Ülkeler, salgının ilk döneminde benzer, ancak uygulama şiddeti farklılaşan önlemlere başvurdu. Birçok ülkede şehirler arası seyahatler kısıtlandı, okullar, restoranlar, alışveriş merkezleri geçici olarak kapatıldı. Toplu taşıma, kapalı alanlar ve kalabalık yerlerde maske zorunlu hale geldi; 1,5–2 metrelik fiziksel mesafe kuralı benimsendi. Uluslararası uçuşlar kısıldı, ülkeye girişlerde PCR testi ve karantina uygulandı. Uzaktan çalışma ve eğitim: İş yerleri ofislerini kapatıp evden çalışmaya geçti; üniversiteler ve okullar çevrim içi eğitime döndü. Aşı kampanyaları ve hatırlatma dozları: 2021’den itibaren dünya genelinde büyük ölçekli aşı kampanyaları başlatıldı; Türkiye de hem ithal aşılarla hem de yerli Turkovac aşısıyla toplu aşılama programı yürüttü.
KORONAVİRÜS PANDEMİSİNİN KÜRESEL EKONOMİYE MALLİYETİ NE OLDU?
COVID-19 yalnızca bir sağlık krizi değil, aynı zamanda modern tarihin en büyük ekonomik şoklarından biri oldu. Uluslararası kuruluşların tahminleri, maliyeti trilyonlarca dolar seviyesinde gösteriyor:
- OECD’nin analizlerine göre, 2020’de pandemi senaryolarına bağlı olarak küresel GSYH kaybı 2,4 ile 9 trilyon ABD doları arasında değişti; dünya ekonomisi 2020 yılında yüzde 1,6 ile yüzde 6,7 arası daralma senaryolarıyla karşı karşıya kaldı.
- IMF, orta vadede (özellikle düşük ve orta gelirli ülkelerde) pandeminin kalıcı “iz” bıraktığını; 2024 itibarıyla küresel üretimin, pandemi öncesi projeksiyonların yaklaşık yüzde 3 altında kalacağını hesaplıyor.
- Son akademik çalışmalar, COVID-19’un toplam ekonomik yükünü, sağlık harcamaları, üretim kayıpları, işsizlik ve sosyal destek paketleri dahil, yüzlerce milyar ile birkaç trilyon dolar arasında hesaplıyor.

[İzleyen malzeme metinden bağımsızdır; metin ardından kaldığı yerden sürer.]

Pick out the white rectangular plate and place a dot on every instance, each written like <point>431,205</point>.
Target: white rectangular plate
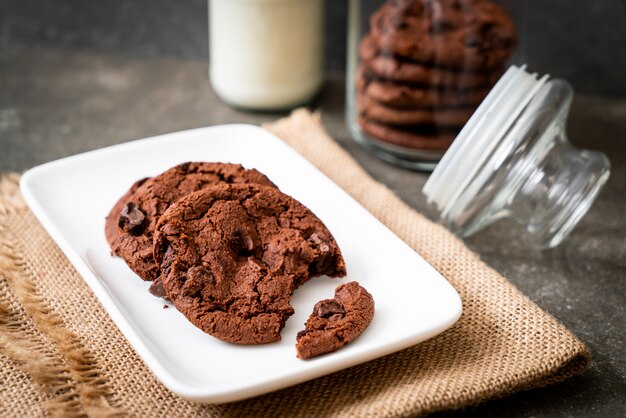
<point>72,196</point>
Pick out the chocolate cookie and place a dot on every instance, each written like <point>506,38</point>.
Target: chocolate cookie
<point>231,256</point>
<point>408,96</point>
<point>140,212</point>
<point>421,138</point>
<point>475,34</point>
<point>415,73</point>
<point>336,322</point>
<point>111,228</point>
<point>448,117</point>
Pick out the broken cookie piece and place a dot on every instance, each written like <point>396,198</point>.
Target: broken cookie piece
<point>336,322</point>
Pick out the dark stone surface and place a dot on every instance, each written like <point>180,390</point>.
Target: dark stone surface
<point>56,103</point>
<point>584,42</point>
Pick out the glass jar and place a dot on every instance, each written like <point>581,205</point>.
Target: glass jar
<point>513,160</point>
<point>266,54</point>
<point>417,70</point>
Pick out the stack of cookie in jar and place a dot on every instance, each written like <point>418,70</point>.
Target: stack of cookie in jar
<point>425,65</point>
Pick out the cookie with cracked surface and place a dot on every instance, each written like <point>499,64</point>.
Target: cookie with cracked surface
<point>420,138</point>
<point>231,256</point>
<point>379,65</point>
<point>336,322</point>
<point>140,211</point>
<point>475,34</point>
<point>403,116</point>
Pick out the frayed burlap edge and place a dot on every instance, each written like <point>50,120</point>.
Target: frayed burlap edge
<point>83,391</point>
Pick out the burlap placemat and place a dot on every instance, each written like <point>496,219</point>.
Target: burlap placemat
<point>60,353</point>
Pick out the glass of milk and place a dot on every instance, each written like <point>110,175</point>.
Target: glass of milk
<point>266,54</point>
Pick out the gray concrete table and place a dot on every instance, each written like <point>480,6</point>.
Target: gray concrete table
<point>55,103</point>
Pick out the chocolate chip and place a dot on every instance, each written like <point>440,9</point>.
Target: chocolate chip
<point>329,308</point>
<point>131,218</point>
<point>156,288</point>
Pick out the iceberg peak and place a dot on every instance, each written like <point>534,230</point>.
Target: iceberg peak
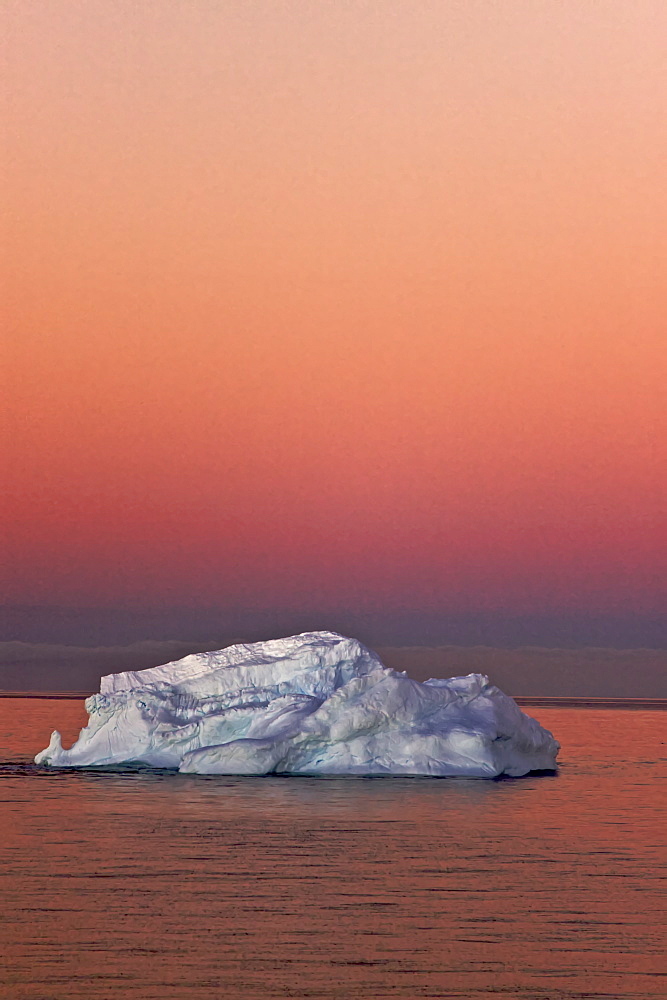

Bu tablo, virüsün yalnızca sağlık sistemlerini değil, tedarik zincirlerinden iş gücü piyasalarına kadar ekonominin her alanını sarstığını ortaya koyuyor.
Beş yılı geride bırakan koronavirüs pandemisi, 21. yüzyılın en büyük küresel krizi olarak tarihe geçti. Virüs, sadece milyonlarca can almadı; ülkelerin sağlık sistemlerini zorladı, ekonomileri daralttı, eğitimden çalışma hayatına kadar günlük yaşamın her alanını kökten değiştirdi. Aşılar ve yaygın bağışıklık sayesinde bugün pek çok ülkede Covid-19 mevsimsel bir solunum yolu enfeksiyonu gibi görülse de, uzmanlar yeni varyant riskine ve uzun Covid gibi kalıcı etkilerin varlığına dikkat çekiyor.